Test génétique : condamnation d’un assureur au versement du capital décès

Un assureur peut-il utilisé le résultat de tests génétiques dans son refus de garantie ? Le TGI de Nanterre a répondu par la négative.

Le tribunal de grande instance de Nanterre (Hauts-de-Seine) vient de condamner une compagnie d’assurance au versement du capital décès d’un contrat de prévoyance. Au cœur de l’affaire, l’utilisation de tests génétiques…

L’assureur Aviva Vie vient d’être condamné par le Tribunal de Grande Instance de Nanterre au versement de la somme de 304 754,51 euros et à 3000 euros de dommages et intérêts. En cause, un refus de garantie pour fausse déclaration intentionnelle de l’assuré à la souscription de son contrat d’assurance sur ses antécédents médicaux.

Aucune manifestation de la maladie constatée

Après avoir adhéré en août 2016 à un contrat de prévoyance auprès de la société Aviva – avec les garanties « incapacité de travail – invalidité – perte d’autonomie et décès » – un individu décède le 6 mars 2018. Consécutivement au refus de l’assureur de verser le capital décès prévu par le contrat, la veuve assigne la compagnie d’assurance. L’assureur reproche à l’assuré d’avoir répondu par la négative au questionnaire médical portant sur la connaissance d’une infirmité ou une maladie de quelque nature que ce soit (hormis les affections saisonnières) ou de l’existence d’une surveillance médicale. Au surplus, il précise que toute personne qui porte « l’anomalie génétique responsable de la chorée de Huntington étant amenée inéluctablement à la déclarer », la nullité du contrat doit être prononcée faute d’aléa.

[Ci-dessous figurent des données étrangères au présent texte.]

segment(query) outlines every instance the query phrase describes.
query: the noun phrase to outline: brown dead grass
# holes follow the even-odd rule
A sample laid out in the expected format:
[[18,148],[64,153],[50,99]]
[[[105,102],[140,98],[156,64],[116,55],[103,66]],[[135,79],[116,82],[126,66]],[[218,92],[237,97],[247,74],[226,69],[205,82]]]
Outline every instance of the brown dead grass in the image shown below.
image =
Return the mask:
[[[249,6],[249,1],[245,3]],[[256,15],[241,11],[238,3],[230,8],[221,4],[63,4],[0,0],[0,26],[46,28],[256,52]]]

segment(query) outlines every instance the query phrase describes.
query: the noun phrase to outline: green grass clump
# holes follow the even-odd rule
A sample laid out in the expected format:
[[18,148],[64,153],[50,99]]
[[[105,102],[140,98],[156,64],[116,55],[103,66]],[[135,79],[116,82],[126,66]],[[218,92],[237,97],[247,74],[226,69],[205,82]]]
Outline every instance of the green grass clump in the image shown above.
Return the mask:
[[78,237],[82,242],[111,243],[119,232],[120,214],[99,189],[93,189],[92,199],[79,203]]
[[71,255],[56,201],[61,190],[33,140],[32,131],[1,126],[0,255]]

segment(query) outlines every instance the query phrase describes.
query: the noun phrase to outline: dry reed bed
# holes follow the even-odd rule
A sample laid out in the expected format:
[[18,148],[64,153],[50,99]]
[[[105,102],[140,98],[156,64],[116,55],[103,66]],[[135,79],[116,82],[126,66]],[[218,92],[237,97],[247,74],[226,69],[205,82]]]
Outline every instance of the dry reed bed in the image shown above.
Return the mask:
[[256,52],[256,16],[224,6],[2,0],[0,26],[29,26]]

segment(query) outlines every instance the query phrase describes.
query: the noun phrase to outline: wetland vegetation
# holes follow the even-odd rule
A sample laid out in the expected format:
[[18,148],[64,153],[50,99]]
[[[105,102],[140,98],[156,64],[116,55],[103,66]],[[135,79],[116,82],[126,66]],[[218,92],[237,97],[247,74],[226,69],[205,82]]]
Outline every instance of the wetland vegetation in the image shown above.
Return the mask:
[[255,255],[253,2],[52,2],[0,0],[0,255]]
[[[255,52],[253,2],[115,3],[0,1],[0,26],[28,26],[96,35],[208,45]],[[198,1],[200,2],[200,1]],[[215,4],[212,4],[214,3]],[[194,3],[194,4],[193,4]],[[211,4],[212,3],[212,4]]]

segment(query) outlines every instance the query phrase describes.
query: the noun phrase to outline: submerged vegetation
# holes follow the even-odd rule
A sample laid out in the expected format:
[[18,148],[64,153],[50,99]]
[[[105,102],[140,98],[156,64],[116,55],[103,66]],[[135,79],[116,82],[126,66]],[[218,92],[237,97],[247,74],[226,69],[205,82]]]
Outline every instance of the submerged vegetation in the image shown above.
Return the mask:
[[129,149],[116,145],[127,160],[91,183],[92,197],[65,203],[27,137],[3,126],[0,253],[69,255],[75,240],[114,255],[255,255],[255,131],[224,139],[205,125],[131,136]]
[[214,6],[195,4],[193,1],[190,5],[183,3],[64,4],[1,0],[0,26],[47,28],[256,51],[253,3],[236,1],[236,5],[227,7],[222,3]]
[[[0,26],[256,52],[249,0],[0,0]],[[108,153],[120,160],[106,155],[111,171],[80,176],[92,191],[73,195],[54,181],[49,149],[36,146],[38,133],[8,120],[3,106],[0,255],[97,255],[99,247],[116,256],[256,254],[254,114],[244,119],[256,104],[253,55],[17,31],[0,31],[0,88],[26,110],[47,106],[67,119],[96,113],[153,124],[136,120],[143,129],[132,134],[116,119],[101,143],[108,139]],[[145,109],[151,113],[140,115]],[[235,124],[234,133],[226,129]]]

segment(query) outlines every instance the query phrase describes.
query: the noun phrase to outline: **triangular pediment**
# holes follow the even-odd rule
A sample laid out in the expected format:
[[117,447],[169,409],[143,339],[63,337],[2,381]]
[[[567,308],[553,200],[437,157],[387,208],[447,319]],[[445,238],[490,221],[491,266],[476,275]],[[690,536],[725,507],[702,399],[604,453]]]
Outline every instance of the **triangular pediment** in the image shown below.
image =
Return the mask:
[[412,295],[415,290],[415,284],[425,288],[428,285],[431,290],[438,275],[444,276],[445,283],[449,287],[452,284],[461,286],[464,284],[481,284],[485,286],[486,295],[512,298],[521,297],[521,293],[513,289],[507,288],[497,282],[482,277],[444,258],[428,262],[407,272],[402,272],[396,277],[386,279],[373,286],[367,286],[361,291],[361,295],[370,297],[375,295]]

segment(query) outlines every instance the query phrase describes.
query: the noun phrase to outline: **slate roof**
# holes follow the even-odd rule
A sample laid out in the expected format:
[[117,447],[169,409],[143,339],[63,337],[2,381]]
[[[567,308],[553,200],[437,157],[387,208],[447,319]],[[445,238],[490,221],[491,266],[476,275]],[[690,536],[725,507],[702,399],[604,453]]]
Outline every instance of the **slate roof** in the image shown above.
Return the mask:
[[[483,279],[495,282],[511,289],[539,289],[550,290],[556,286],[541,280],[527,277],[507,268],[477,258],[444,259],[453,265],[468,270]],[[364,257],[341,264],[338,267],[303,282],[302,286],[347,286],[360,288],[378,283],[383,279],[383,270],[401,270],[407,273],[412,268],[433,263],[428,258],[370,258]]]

De son côté, la veuve met en exergue qu’en 2003, l’assuré avait réalisé un test de dépistage « pré-symptomatique de la maladie Huntington », qui s’était révélé être positif. Autrement dit, l’assuré était porteur du gène responsable du déclenchement de ladite maladie. Pour autant, en 2018, un certificat médical révélait que l’assuré était « indemne de tout signe neurologique lors des consultations » médicales réalisées en 2003, 2008, 2014 et 2017.

Absence de nullité du contrat pour fausse déclaration et pour défaut d’aléa

Au vu des éléments transmis et par une décision en date du 25 octobre 2019, le TGI de Nanterre a condamné l’assureur au versement du capital décès. En vertu des articles L.113-8 du code des assurances et L.1141-1 du Code de la santé publique, les juges retiennent que « l’assureur ne peut opposer au candidat à une assurance le résultat de tests génétiques prédictifs ayant pour objet la recherche d’une maladie qui n’est pas encore déclarée, ni, par voie de conséquence, lui reprocher de ne pas dévoiler, au moment de son adhésion, une telle prédisposition dès lors que la maladie ne s’est pas encore manifestée ». Autrement dit, le résultat d’un test génétique prédictif ne peut être opposé à un assuré. Le Tribunal écarte également le raisonnement de l’assureur soutenant qu’en l’espèce le caractère aléatoire du contrat avait disparu.